A limitation of our study which is common to all studies is the age difference between the study and control groups. This difference may stem from the fact that the rate of patients aged 80 and over with healthy retinas presenting to outpatient clinics is much lower than for the same age group with AMD. For this reason, the patient population constituting the control group has a relatively lower average age than the study group. As in other studies, we performed an age-matched subgroup analysis in this study to overcome this limitation.4,5
Based on the present study and others in the literature, peripheral retinal changes are found in the color and FAF images of AMD patients. It is thought that these peripheral lesions may herald dysfunction at the RPE level.
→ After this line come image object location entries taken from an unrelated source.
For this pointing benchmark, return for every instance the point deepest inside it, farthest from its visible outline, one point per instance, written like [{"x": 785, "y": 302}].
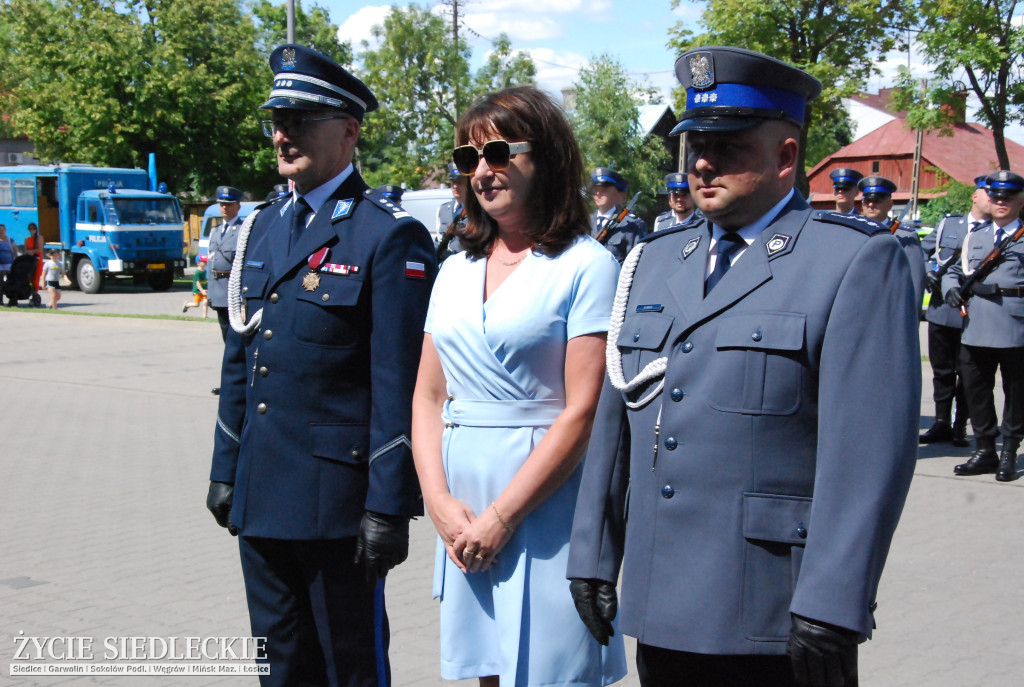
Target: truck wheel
[
  {"x": 89, "y": 280},
  {"x": 162, "y": 281}
]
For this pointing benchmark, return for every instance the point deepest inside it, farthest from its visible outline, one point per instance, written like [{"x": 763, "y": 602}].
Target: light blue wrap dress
[{"x": 504, "y": 363}]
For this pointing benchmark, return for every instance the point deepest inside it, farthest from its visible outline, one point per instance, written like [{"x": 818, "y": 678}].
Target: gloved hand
[
  {"x": 822, "y": 655},
  {"x": 382, "y": 544},
  {"x": 218, "y": 500},
  {"x": 596, "y": 602}
]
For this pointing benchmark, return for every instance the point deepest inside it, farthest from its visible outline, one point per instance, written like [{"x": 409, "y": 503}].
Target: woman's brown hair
[{"x": 525, "y": 114}]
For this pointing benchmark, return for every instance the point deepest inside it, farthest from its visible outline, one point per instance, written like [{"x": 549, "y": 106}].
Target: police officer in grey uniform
[
  {"x": 747, "y": 469},
  {"x": 682, "y": 211},
  {"x": 876, "y": 203},
  {"x": 993, "y": 331},
  {"x": 222, "y": 241},
  {"x": 845, "y": 188},
  {"x": 312, "y": 466},
  {"x": 944, "y": 323},
  {"x": 608, "y": 189}
]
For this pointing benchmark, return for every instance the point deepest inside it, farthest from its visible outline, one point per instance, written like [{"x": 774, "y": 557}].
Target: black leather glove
[
  {"x": 822, "y": 655},
  {"x": 596, "y": 602},
  {"x": 218, "y": 500},
  {"x": 382, "y": 544}
]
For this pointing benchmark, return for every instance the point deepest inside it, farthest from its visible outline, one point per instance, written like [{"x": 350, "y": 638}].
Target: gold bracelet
[{"x": 509, "y": 528}]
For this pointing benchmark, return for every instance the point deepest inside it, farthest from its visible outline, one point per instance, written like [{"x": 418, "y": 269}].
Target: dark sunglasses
[{"x": 497, "y": 153}]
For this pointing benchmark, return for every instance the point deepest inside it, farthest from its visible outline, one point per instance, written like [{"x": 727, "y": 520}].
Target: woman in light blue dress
[{"x": 512, "y": 365}]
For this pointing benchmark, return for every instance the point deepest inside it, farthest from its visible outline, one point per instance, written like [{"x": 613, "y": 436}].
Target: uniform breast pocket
[
  {"x": 758, "y": 366},
  {"x": 328, "y": 316},
  {"x": 641, "y": 340}
]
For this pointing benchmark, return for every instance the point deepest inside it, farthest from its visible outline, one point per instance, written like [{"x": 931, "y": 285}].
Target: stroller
[{"x": 18, "y": 284}]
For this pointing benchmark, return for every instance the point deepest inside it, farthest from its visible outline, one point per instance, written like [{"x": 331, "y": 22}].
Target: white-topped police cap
[
  {"x": 677, "y": 181},
  {"x": 876, "y": 185},
  {"x": 602, "y": 176},
  {"x": 1005, "y": 180},
  {"x": 228, "y": 195},
  {"x": 304, "y": 79},
  {"x": 844, "y": 177},
  {"x": 730, "y": 89}
]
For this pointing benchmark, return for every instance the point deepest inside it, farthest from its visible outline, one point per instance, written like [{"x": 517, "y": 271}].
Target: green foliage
[{"x": 606, "y": 124}]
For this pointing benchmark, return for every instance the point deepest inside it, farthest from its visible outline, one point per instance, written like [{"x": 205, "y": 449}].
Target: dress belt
[{"x": 527, "y": 413}]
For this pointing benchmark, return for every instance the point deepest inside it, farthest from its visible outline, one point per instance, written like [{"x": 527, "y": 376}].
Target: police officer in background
[
  {"x": 222, "y": 241},
  {"x": 993, "y": 331},
  {"x": 311, "y": 465},
  {"x": 845, "y": 188},
  {"x": 609, "y": 191},
  {"x": 765, "y": 464},
  {"x": 682, "y": 209},
  {"x": 944, "y": 323},
  {"x": 877, "y": 203}
]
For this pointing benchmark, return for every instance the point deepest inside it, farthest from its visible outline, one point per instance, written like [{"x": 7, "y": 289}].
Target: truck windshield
[{"x": 142, "y": 211}]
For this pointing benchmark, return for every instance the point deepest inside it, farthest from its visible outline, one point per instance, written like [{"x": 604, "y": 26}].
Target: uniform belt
[{"x": 502, "y": 413}]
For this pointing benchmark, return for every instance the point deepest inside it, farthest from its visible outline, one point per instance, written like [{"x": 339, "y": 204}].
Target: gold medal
[{"x": 310, "y": 282}]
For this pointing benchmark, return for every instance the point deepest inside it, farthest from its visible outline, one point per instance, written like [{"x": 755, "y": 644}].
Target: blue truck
[{"x": 105, "y": 221}]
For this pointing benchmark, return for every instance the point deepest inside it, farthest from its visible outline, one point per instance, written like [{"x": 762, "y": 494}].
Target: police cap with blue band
[
  {"x": 875, "y": 186},
  {"x": 677, "y": 182},
  {"x": 844, "y": 177},
  {"x": 602, "y": 176},
  {"x": 730, "y": 89},
  {"x": 304, "y": 79},
  {"x": 228, "y": 195}
]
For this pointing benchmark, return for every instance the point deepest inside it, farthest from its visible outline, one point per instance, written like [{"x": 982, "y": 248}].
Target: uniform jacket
[
  {"x": 783, "y": 456},
  {"x": 992, "y": 319},
  {"x": 624, "y": 238},
  {"x": 222, "y": 240},
  {"x": 313, "y": 422}
]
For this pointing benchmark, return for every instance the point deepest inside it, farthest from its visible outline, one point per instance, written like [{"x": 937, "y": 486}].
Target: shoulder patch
[{"x": 858, "y": 222}]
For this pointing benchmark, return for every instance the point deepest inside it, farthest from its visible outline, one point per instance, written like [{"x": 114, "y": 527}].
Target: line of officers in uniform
[{"x": 970, "y": 335}]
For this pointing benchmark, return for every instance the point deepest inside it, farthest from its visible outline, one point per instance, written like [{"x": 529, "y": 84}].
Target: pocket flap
[
  {"x": 644, "y": 331},
  {"x": 773, "y": 517},
  {"x": 772, "y": 331}
]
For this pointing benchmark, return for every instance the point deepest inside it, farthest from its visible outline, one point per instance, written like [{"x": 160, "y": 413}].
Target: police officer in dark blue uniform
[
  {"x": 993, "y": 331},
  {"x": 311, "y": 465},
  {"x": 944, "y": 323},
  {"x": 845, "y": 188},
  {"x": 747, "y": 469},
  {"x": 609, "y": 190},
  {"x": 682, "y": 209}
]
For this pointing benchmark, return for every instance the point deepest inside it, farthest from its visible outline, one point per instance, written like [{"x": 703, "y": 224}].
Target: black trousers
[
  {"x": 323, "y": 623},
  {"x": 943, "y": 351},
  {"x": 978, "y": 365}
]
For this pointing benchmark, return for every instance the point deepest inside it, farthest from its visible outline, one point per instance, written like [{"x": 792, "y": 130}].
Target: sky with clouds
[{"x": 561, "y": 36}]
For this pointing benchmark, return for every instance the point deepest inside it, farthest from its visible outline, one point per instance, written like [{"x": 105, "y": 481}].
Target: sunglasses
[{"x": 497, "y": 153}]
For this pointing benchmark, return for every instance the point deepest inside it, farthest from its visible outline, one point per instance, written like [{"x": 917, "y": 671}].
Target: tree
[
  {"x": 829, "y": 39},
  {"x": 606, "y": 122},
  {"x": 981, "y": 41}
]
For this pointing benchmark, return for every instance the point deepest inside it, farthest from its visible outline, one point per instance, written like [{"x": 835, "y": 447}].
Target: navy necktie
[
  {"x": 727, "y": 247},
  {"x": 300, "y": 213}
]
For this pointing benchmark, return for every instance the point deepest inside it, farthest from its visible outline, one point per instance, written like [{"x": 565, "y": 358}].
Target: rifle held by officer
[{"x": 613, "y": 223}]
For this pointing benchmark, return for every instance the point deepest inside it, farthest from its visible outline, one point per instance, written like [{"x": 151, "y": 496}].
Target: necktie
[
  {"x": 727, "y": 247},
  {"x": 300, "y": 213}
]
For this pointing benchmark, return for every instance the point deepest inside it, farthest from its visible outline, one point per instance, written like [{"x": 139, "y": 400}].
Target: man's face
[
  {"x": 314, "y": 152},
  {"x": 877, "y": 207},
  {"x": 737, "y": 176},
  {"x": 229, "y": 210}
]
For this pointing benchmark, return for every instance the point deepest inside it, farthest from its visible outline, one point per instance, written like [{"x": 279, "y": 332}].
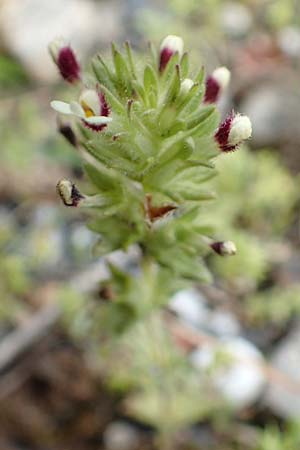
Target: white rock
[
  {"x": 241, "y": 380},
  {"x": 27, "y": 27},
  {"x": 223, "y": 323},
  {"x": 190, "y": 306},
  {"x": 284, "y": 398},
  {"x": 236, "y": 19},
  {"x": 289, "y": 41},
  {"x": 120, "y": 436}
]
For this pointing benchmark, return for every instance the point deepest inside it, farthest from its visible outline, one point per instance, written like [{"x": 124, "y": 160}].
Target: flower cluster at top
[
  {"x": 93, "y": 110},
  {"x": 149, "y": 134}
]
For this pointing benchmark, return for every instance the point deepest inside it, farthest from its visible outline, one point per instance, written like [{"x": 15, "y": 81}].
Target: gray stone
[
  {"x": 274, "y": 110},
  {"x": 240, "y": 379},
  {"x": 284, "y": 398},
  {"x": 120, "y": 436},
  {"x": 27, "y": 27}
]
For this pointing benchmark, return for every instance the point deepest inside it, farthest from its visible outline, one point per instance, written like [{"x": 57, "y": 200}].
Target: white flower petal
[
  {"x": 241, "y": 129},
  {"x": 186, "y": 85},
  {"x": 98, "y": 120},
  {"x": 77, "y": 109},
  {"x": 61, "y": 107},
  {"x": 173, "y": 43},
  {"x": 222, "y": 76},
  {"x": 91, "y": 99}
]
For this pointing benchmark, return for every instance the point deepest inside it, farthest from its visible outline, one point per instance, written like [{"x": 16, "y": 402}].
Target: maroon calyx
[
  {"x": 212, "y": 90},
  {"x": 165, "y": 56},
  {"x": 68, "y": 65},
  {"x": 222, "y": 134},
  {"x": 103, "y": 111}
]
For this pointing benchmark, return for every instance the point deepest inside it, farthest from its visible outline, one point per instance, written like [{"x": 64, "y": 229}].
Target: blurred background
[{"x": 53, "y": 394}]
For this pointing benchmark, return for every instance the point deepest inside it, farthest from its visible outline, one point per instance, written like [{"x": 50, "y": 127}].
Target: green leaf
[{"x": 184, "y": 65}]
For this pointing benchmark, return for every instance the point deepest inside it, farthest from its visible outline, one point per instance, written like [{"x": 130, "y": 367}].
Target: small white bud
[
  {"x": 224, "y": 248},
  {"x": 186, "y": 85},
  {"x": 173, "y": 43},
  {"x": 241, "y": 129},
  {"x": 222, "y": 76}
]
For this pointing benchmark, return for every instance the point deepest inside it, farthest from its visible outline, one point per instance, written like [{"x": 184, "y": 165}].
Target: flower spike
[
  {"x": 215, "y": 84},
  {"x": 66, "y": 60},
  {"x": 233, "y": 131},
  {"x": 91, "y": 108},
  {"x": 169, "y": 46}
]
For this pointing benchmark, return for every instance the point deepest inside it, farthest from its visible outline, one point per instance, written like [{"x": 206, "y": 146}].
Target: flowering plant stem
[{"x": 149, "y": 134}]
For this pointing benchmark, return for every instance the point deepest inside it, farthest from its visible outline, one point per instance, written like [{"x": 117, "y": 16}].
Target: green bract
[{"x": 150, "y": 164}]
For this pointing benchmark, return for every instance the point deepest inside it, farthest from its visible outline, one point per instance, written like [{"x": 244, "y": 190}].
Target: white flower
[
  {"x": 222, "y": 76},
  {"x": 91, "y": 108},
  {"x": 240, "y": 130},
  {"x": 186, "y": 85},
  {"x": 172, "y": 43}
]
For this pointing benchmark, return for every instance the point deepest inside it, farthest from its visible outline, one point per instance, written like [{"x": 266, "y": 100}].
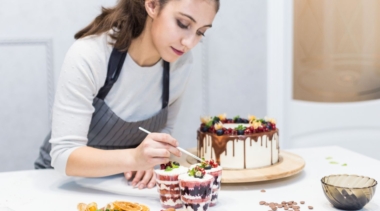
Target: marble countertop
[{"x": 47, "y": 190}]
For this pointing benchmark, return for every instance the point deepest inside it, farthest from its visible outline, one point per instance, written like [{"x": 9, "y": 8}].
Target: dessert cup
[
  {"x": 196, "y": 192},
  {"x": 168, "y": 187}
]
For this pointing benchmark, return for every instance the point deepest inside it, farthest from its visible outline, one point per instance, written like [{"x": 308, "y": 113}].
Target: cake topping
[
  {"x": 251, "y": 118},
  {"x": 197, "y": 172},
  {"x": 222, "y": 117},
  {"x": 169, "y": 166},
  {"x": 206, "y": 119},
  {"x": 219, "y": 125}
]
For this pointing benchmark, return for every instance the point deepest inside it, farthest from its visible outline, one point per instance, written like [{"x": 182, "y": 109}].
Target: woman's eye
[
  {"x": 181, "y": 25},
  {"x": 200, "y": 33}
]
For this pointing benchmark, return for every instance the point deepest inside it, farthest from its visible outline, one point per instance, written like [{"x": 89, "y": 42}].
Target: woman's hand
[
  {"x": 155, "y": 150},
  {"x": 142, "y": 178}
]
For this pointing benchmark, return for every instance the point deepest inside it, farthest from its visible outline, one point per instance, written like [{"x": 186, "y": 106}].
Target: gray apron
[{"x": 107, "y": 130}]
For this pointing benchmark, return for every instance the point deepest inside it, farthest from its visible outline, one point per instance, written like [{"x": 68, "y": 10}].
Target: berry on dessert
[
  {"x": 169, "y": 166},
  {"x": 221, "y": 126},
  {"x": 197, "y": 172},
  {"x": 251, "y": 118},
  {"x": 208, "y": 164}
]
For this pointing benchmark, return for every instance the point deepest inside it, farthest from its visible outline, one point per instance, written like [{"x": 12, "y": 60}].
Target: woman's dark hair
[{"x": 127, "y": 19}]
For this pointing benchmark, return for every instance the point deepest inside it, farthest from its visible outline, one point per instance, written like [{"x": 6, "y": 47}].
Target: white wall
[{"x": 229, "y": 74}]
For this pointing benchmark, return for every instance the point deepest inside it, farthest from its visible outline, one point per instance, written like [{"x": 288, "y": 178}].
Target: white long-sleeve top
[{"x": 137, "y": 94}]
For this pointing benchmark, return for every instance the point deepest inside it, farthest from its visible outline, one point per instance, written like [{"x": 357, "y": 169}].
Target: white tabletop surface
[{"x": 47, "y": 190}]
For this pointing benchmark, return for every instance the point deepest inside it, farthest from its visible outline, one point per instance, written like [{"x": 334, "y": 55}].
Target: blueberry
[
  {"x": 219, "y": 132},
  {"x": 198, "y": 174},
  {"x": 204, "y": 129}
]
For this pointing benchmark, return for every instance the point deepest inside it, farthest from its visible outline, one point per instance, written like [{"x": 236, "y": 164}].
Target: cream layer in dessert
[
  {"x": 196, "y": 192},
  {"x": 168, "y": 187},
  {"x": 216, "y": 185}
]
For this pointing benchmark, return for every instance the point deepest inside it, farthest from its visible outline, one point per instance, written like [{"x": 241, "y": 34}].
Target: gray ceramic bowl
[{"x": 348, "y": 192}]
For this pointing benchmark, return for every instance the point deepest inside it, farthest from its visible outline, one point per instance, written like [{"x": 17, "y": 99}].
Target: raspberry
[{"x": 162, "y": 166}]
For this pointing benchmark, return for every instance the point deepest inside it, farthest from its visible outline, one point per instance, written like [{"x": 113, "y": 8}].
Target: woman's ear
[{"x": 152, "y": 7}]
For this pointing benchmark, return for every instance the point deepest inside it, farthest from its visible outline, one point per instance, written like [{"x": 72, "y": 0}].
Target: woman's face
[{"x": 180, "y": 25}]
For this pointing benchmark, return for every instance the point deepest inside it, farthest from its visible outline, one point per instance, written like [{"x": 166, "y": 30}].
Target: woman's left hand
[{"x": 141, "y": 178}]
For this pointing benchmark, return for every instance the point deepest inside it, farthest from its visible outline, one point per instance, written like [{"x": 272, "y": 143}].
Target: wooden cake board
[{"x": 289, "y": 164}]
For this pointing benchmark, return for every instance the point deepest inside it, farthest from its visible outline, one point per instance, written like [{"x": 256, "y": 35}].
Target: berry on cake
[{"x": 238, "y": 143}]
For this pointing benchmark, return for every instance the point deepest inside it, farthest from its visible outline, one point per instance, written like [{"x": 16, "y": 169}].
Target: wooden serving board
[{"x": 289, "y": 164}]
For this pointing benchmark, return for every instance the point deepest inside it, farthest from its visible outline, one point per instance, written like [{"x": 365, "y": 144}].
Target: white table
[{"x": 47, "y": 190}]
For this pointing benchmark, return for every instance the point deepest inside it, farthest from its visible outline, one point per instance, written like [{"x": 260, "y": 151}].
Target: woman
[{"x": 115, "y": 78}]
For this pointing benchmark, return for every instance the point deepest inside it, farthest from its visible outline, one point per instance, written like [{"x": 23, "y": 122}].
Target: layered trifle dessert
[
  {"x": 211, "y": 167},
  {"x": 238, "y": 143},
  {"x": 196, "y": 189},
  {"x": 168, "y": 184}
]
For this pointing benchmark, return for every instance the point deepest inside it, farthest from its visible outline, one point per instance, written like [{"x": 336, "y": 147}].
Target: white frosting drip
[{"x": 262, "y": 153}]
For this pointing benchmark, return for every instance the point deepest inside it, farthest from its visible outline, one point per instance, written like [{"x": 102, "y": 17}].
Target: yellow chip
[
  {"x": 92, "y": 206},
  {"x": 127, "y": 206},
  {"x": 81, "y": 207}
]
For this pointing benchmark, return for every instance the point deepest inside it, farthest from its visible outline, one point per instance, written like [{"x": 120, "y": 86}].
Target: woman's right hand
[{"x": 155, "y": 150}]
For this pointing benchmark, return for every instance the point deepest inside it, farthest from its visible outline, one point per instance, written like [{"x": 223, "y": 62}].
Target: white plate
[{"x": 115, "y": 184}]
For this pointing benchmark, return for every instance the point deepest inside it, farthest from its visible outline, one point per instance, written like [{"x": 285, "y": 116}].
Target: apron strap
[
  {"x": 115, "y": 64},
  {"x": 166, "y": 82}
]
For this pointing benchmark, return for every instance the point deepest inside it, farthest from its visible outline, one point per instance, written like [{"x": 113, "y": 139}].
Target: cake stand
[{"x": 289, "y": 164}]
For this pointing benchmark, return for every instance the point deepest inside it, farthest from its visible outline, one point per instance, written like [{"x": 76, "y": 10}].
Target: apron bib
[{"x": 107, "y": 130}]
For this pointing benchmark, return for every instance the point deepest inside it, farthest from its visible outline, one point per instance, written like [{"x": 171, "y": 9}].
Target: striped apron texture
[{"x": 107, "y": 130}]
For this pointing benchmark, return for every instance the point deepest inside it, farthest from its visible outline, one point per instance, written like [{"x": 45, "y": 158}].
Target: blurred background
[{"x": 314, "y": 65}]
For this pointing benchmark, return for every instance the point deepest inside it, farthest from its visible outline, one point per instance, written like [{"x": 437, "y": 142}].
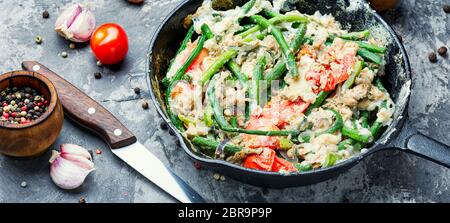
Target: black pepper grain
[
  {"x": 442, "y": 50},
  {"x": 446, "y": 8},
  {"x": 145, "y": 105},
  {"x": 432, "y": 57},
  {"x": 163, "y": 126},
  {"x": 97, "y": 75}
]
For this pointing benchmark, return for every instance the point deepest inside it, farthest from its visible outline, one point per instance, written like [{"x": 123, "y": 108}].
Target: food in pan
[{"x": 274, "y": 91}]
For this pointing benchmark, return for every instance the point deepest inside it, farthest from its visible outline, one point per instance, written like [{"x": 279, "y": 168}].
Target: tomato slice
[
  {"x": 262, "y": 161},
  {"x": 268, "y": 161}
]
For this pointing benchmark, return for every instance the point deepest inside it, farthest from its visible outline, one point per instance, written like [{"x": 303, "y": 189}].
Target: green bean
[
  {"x": 379, "y": 85},
  {"x": 356, "y": 35},
  {"x": 375, "y": 129},
  {"x": 212, "y": 145},
  {"x": 367, "y": 55},
  {"x": 331, "y": 159},
  {"x": 244, "y": 28},
  {"x": 256, "y": 78},
  {"x": 207, "y": 31},
  {"x": 248, "y": 6},
  {"x": 234, "y": 122},
  {"x": 215, "y": 105},
  {"x": 318, "y": 102},
  {"x": 218, "y": 63},
  {"x": 355, "y": 73},
  {"x": 263, "y": 132},
  {"x": 189, "y": 60},
  {"x": 275, "y": 20},
  {"x": 303, "y": 167},
  {"x": 270, "y": 14},
  {"x": 234, "y": 68},
  {"x": 280, "y": 67},
  {"x": 173, "y": 118},
  {"x": 207, "y": 116},
  {"x": 371, "y": 47},
  {"x": 338, "y": 123},
  {"x": 365, "y": 119},
  {"x": 276, "y": 33},
  {"x": 355, "y": 134},
  {"x": 343, "y": 144},
  {"x": 183, "y": 45}
]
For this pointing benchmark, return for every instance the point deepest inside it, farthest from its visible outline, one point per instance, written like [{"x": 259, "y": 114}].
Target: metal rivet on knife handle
[{"x": 36, "y": 67}]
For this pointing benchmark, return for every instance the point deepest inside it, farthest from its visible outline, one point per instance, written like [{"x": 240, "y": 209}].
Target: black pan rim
[{"x": 377, "y": 146}]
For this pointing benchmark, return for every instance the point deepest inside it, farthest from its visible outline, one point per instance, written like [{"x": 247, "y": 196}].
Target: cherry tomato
[
  {"x": 262, "y": 161},
  {"x": 109, "y": 43}
]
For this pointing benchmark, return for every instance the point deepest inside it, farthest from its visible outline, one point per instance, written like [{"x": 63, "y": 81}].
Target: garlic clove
[
  {"x": 75, "y": 24},
  {"x": 67, "y": 175},
  {"x": 75, "y": 150},
  {"x": 83, "y": 26},
  {"x": 78, "y": 160}
]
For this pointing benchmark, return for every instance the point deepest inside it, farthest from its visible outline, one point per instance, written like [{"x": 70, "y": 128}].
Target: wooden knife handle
[{"x": 84, "y": 110}]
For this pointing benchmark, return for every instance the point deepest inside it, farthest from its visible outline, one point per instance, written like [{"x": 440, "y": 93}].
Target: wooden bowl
[{"x": 34, "y": 138}]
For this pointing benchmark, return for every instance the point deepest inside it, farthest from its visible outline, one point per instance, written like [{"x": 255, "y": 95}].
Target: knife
[{"x": 87, "y": 112}]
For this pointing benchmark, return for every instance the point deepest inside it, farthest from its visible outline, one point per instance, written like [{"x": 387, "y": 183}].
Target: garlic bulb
[
  {"x": 76, "y": 24},
  {"x": 70, "y": 167}
]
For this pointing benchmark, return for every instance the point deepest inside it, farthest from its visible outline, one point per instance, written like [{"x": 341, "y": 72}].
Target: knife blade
[{"x": 90, "y": 114}]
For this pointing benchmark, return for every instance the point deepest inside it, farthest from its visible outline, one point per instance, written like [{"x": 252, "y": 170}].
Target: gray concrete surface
[{"x": 384, "y": 177}]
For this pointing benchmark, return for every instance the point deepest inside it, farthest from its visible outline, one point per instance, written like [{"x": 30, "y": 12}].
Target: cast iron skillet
[{"x": 355, "y": 16}]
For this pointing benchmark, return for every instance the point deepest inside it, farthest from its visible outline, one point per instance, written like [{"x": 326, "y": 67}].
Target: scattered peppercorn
[
  {"x": 432, "y": 57},
  {"x": 446, "y": 8},
  {"x": 45, "y": 14},
  {"x": 197, "y": 166},
  {"x": 442, "y": 50},
  {"x": 97, "y": 75},
  {"x": 38, "y": 39},
  {"x": 21, "y": 106},
  {"x": 163, "y": 126},
  {"x": 145, "y": 105}
]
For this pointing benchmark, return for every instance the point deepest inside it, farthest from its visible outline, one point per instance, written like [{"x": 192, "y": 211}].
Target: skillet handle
[{"x": 428, "y": 148}]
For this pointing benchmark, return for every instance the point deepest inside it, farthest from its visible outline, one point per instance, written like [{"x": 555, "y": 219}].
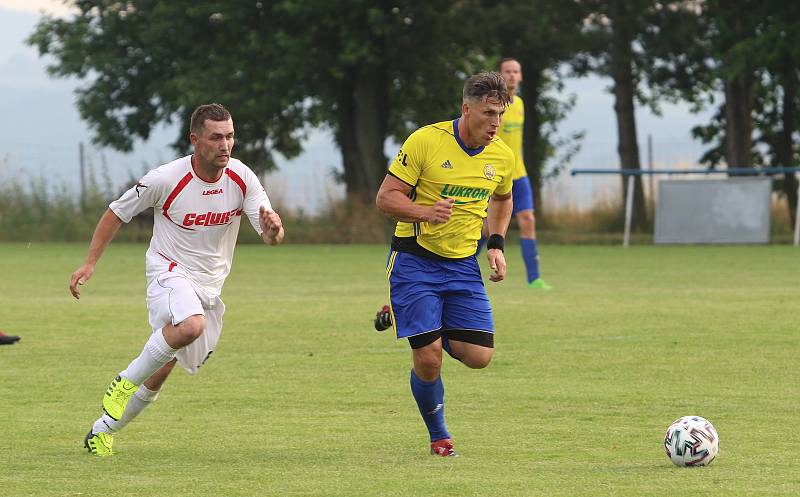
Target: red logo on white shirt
[{"x": 210, "y": 218}]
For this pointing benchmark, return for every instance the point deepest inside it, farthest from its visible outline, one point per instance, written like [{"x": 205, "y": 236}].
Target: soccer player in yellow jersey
[
  {"x": 511, "y": 133},
  {"x": 438, "y": 189}
]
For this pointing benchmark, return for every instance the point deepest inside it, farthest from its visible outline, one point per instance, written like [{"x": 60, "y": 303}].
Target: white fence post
[
  {"x": 797, "y": 219},
  {"x": 628, "y": 212}
]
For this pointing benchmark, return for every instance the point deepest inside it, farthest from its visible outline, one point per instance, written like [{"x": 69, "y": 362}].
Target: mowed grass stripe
[{"x": 303, "y": 398}]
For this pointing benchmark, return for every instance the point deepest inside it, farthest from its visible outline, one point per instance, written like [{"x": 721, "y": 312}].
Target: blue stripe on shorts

This disease is not exclusively macular but can affect the entire retina at varying rates in all zones, and shows individual differences. In a study evaluating dark adaptation in AMD patients, it was shown that higher patient age, AMD stage, and presence of pseudodrusen were associated with prolonged dark adaptation time.15
Only FAF images were evaluated in some studies, while others evaluated both color and FAF images together.4,5,10,11 The disadvantage of not evaluating both images together is that in patients with peripheral drusen on color images, FAF images may show hypoautofluorescence, hyperautofluorescence, or no change in autofluorescence. Therefore, the rate of detection of peripheral retinal changes may differ when only FAF images are evaluated.
Conclusion
In conclusion, we observed a statistically significant difference between AMD patients and the control group in terms of peripheral retinal change detection rates. Our findings are consistent with those of other studies.4,5,11,12 The evidence indicates that AMD is not just a macular disease, but rather a disease that can affect the entire retina. Future prospective studies will allow us to determine the relationship between these peripheral retinal changes and patients’ genetic characteristics and their importance in prognosis, diagnosis, and treatment of the disease.